Process Slaughterhouse

Cattle not pets

If you are running a stateless scale out application the cattle not pets mantra will be stuck in your thoughts. Sick processes and whole container environments that misbehave are taken out back of the server and executed. For the benefit of those handling on call support and for immediate recovery the easy button is great. However, it ignores the real problem. If you had a leaky roof the long term solution is not get more buckets to catch the water. To be clear I am talking about non functional program problems, if your login doesn’t handle case sensitive input debug that in test. We are talking about the application that passes all your automated and manual testing goes catatonic or nuclear in production.

What could go wrong…

  • The failure/replacement rate could exceed capacity
    • Slaugherhouse overload
  • Failure of failure detection
    • Zombie apocalypse
  • Continuous improvement blind spot
    • All evidence of the bug was lost when the sick process and container was eliminated
  • They said reproduce it in test environment
    • rolls eyes!

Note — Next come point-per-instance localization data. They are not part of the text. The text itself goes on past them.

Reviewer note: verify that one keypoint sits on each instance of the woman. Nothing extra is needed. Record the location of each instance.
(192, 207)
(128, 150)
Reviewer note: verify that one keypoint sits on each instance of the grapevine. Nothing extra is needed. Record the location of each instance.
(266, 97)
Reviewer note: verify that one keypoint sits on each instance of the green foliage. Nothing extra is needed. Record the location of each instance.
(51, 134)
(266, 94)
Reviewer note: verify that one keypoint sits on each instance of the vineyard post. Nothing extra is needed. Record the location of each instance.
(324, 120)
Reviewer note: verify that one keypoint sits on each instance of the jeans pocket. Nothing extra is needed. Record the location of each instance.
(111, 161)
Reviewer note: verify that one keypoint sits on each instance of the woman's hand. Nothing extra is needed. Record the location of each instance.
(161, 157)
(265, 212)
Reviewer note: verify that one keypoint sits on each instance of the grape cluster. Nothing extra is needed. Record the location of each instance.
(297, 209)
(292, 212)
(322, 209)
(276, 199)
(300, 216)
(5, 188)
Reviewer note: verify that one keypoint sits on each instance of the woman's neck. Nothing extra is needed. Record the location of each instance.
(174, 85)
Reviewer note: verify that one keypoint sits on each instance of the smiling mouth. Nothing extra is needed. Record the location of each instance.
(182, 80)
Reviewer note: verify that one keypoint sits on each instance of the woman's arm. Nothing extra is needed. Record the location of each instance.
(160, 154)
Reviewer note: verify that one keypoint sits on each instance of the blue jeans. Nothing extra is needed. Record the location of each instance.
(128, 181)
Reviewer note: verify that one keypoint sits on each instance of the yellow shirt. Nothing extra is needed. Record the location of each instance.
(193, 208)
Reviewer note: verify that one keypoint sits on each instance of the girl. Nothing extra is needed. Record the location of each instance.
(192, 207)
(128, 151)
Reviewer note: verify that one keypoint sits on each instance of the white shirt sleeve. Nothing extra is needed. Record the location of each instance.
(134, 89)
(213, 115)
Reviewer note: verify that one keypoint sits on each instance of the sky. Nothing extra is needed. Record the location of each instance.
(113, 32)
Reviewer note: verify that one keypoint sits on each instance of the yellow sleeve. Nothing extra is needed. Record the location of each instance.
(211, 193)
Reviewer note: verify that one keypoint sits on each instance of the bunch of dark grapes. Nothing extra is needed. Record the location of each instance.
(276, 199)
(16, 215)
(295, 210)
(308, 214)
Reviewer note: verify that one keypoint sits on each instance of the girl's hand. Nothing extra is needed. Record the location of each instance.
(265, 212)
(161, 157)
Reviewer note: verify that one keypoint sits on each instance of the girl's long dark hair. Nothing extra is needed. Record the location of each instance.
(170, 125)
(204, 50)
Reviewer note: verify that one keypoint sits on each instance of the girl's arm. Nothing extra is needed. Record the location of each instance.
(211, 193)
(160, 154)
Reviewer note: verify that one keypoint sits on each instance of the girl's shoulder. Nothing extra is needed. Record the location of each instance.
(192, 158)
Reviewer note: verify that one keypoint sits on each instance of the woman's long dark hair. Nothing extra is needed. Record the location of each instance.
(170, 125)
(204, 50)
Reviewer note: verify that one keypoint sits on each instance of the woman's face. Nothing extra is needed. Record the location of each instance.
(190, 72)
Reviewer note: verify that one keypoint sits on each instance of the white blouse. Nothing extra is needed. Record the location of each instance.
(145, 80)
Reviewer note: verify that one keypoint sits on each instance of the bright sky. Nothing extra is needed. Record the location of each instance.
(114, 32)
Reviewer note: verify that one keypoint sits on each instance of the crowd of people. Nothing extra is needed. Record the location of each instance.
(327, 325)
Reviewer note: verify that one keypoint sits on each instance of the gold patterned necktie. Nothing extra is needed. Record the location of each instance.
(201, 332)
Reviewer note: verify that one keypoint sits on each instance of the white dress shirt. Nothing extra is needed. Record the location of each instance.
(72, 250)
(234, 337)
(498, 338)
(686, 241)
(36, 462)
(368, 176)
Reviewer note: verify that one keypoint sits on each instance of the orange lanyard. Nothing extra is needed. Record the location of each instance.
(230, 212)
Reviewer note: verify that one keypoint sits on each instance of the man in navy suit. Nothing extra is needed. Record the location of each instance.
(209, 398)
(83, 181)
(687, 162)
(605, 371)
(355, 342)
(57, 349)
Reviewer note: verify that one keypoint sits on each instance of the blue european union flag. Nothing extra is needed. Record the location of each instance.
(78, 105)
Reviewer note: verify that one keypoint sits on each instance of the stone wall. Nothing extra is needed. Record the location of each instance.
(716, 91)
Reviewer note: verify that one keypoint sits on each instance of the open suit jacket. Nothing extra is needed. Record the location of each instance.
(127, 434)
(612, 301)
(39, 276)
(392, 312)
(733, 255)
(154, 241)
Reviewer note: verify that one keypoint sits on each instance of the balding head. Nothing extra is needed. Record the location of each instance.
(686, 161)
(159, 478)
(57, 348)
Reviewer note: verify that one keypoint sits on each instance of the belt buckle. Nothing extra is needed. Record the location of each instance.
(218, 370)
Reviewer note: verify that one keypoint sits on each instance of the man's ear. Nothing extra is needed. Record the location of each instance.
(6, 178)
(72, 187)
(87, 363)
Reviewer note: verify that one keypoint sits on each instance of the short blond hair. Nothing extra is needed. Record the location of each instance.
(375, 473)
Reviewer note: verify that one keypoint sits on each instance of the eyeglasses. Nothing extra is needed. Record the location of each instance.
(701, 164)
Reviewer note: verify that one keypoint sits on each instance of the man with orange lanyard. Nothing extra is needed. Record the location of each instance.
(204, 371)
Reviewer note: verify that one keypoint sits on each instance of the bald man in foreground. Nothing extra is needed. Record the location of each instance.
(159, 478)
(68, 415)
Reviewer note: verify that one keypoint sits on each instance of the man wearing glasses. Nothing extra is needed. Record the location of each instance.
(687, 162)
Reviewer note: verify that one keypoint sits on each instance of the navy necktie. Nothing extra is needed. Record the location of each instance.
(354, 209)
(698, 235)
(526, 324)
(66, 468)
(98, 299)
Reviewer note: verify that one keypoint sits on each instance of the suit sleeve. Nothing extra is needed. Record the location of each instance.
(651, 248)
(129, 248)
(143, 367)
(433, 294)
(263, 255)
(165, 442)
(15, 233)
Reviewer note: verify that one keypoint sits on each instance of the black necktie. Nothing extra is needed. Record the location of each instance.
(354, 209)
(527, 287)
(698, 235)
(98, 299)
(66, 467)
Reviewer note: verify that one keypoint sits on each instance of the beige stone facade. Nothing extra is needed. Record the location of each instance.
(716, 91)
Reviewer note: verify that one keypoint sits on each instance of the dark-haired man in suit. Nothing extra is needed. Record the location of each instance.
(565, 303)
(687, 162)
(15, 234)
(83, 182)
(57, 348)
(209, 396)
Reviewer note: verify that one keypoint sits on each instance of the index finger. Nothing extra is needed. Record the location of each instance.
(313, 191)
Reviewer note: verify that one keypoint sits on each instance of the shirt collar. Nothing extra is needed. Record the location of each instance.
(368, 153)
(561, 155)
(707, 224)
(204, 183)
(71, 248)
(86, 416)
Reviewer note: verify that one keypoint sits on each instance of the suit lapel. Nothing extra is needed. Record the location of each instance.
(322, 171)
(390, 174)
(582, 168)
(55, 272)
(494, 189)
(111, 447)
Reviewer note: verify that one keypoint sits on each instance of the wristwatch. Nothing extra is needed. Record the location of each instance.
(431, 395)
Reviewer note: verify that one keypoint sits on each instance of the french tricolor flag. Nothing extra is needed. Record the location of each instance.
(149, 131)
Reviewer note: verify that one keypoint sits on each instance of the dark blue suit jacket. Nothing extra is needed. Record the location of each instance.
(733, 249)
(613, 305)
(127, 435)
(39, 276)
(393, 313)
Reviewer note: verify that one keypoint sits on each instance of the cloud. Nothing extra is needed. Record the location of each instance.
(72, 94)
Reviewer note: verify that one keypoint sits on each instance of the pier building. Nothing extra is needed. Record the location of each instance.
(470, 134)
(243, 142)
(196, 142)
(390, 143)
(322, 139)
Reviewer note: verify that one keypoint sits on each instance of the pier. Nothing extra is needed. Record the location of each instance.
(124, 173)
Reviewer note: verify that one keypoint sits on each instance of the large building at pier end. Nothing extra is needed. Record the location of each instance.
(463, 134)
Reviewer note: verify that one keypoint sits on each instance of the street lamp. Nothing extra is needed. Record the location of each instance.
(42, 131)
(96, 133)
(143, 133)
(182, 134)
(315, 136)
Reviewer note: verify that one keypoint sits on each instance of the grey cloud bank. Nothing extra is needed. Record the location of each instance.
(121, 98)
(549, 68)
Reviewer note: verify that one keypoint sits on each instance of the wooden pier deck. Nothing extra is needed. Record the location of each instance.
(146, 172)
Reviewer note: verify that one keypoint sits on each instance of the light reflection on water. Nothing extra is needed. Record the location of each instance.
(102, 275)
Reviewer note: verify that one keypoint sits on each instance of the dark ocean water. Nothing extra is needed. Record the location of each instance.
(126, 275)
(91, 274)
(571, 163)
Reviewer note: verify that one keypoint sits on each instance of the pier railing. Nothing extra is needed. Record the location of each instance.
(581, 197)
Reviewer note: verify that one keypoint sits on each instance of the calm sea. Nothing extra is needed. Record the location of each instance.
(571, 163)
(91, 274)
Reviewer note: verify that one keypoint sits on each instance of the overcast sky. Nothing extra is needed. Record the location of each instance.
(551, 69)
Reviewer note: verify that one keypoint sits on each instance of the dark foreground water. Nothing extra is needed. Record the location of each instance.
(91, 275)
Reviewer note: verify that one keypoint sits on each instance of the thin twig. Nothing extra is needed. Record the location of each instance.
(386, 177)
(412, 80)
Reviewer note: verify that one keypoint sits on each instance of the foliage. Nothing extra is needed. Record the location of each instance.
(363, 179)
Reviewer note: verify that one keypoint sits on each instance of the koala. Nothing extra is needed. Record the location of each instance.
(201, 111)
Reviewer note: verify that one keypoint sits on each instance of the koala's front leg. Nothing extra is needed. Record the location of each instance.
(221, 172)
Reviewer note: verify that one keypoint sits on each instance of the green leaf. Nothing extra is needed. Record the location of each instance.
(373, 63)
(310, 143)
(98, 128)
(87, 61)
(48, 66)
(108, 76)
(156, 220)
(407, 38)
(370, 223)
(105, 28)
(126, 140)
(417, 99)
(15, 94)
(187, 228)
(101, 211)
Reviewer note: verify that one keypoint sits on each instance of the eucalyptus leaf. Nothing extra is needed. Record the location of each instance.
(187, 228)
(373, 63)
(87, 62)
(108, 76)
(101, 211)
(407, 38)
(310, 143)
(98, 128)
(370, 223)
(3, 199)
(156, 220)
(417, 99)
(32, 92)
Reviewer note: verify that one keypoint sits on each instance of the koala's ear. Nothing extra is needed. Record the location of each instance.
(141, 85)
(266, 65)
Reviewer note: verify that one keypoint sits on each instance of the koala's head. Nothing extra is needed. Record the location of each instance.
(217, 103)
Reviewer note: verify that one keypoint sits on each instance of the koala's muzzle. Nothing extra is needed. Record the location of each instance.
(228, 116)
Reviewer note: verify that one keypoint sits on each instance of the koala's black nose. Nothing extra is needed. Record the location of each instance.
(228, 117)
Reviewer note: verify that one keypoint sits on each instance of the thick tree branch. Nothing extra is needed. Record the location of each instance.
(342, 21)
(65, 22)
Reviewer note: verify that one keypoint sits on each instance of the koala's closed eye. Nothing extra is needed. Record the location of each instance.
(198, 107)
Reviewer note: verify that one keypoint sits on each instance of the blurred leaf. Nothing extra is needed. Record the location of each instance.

Sure, production is just like test
    • Put a check in this space _ if all firmware, hardware, and software is the same between test and production
  • In the absence of data
    • Development “Tunes the application” to fix the issues
      • Meaning, We added worse bugs that we know how to fix

Clearly we should have the ability to gather information when warranted. When is it warranted? Your situations will vary. I suggest some practice before you find yourself on a call with a 2-1 manager to engineer ratio in either of the zombie apocalypse or slaugherhouse overload scenarios. Practice before the main performance is recommended.

How to gather information

  • Gain observability without blowing up the container
    • What limits trigger the failure action
      • What commands can you run without triggering the reaper
    • Where can you save output for later research

Warning: The current state of GNU Linux process inspection tools has many man pages with vague warning about limitations or that tool no longer works. See man pldd(1) for example.

Familiarize yourself with Brendan Gregg’s performance material and ensure that it can be used in your environment.

Run the app on a system with DTrace for more visibility.

Have a conversation with the system

  • Tell me about yourself
    • cat /proc/cpuinfo
    • free -h
  • Are you feeling ok
    • dmesg
    • vmstat 1 10
    • netstat -tcp
  • Does you feeling stress today or have you given up on computing
    • DTrace
    • perf

Have a conversation with the process

  • Tell me about yourself
    • ps -C {process name} -T –sort s -o pid,lwp,s,nlwp,pcpu,cputime,stime,ucmd
    • ls -l /proc/{pid}/cwd
    • ls -l /proc/{pid}/fd
    • sed -z ’s/$/\n/' /proc/{pid}/environ
    • ls -l /proc/{pid}/maps
  • What are you doing
    • pstack
    • DTrace
    • perf

Ask the process tough questions

  • Do you have any hangups
    • For example in java
      • kill -3 {pid}
      • jstack
  • gcore

Endgame

Given enough data on the bug state try to create the scenario in test. Failing that add additional tracing in the suspected areas.